No.4 Hamilton Place chief operating officer Jonathan Byrne said: "Safe menus leave some guests unsurprised and underwhelmed. We wanted to show organisers how to create interesting menus without frightening the client or guests. Fish, poultry and chocolate can contribute to interesting menus, but there are a variety of options that can be used instead that won’t blow the budget."
Guests enjoyed beverages in the Council Room, before being led to the Bill Boeing Room where they were welcomed by Byrne.
Executive head chef at Dish, Tom Gore, asked guests to recall their favourite and worst menus at events, discussing what worked, what didn’t and why.
Julian Chamberlen from fine wine traders Goedhuis & Co presented an introduction into wine matching as guests were served starters and wine.
Liberty events manager Dessi Greenwood said: "It was a great event. We all got rather competitive in our teams trying to work out the ingredients and form the correct menus.
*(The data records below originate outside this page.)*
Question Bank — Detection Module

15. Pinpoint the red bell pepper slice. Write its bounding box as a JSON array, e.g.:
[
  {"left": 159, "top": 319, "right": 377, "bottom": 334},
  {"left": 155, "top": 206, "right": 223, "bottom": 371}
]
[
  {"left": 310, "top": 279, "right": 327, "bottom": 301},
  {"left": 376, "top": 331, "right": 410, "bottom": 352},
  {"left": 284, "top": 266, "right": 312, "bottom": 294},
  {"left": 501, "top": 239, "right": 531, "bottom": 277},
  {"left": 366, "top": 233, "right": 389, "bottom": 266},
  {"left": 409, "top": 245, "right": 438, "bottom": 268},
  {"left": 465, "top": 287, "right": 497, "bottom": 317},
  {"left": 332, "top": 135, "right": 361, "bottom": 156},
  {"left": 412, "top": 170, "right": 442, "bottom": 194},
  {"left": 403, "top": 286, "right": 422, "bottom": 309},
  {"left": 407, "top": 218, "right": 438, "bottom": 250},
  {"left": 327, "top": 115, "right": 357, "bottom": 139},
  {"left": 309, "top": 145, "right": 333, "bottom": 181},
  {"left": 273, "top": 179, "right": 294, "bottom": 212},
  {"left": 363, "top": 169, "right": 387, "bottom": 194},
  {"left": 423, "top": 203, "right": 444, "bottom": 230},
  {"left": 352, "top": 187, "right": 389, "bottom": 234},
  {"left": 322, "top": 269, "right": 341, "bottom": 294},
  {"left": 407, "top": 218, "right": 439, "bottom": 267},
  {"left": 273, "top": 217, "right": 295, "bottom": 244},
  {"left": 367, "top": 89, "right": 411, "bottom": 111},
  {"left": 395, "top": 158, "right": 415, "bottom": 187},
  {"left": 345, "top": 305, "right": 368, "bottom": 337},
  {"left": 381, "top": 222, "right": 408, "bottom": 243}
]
The interactive elements of tasting and discussing were just right and gave me a few ideas to think about for forthcoming events."
• Chicken liver parfait, goose fat potatoes, grape chutney and glazed fig.
• Mackerel and horseradish salad, rocket, dried tomatoes and aged balsamic rubbed on ciabatta.
• Veal wrapped in pancetta, caramelised apple and spring onion and chorizo potato, spring greens and rhubarb and apple jelly.
• Orange mousse with carrot cake and orange puree.
• Date and vanilla tart with mandarin ice cream and pistachio sugar crunch.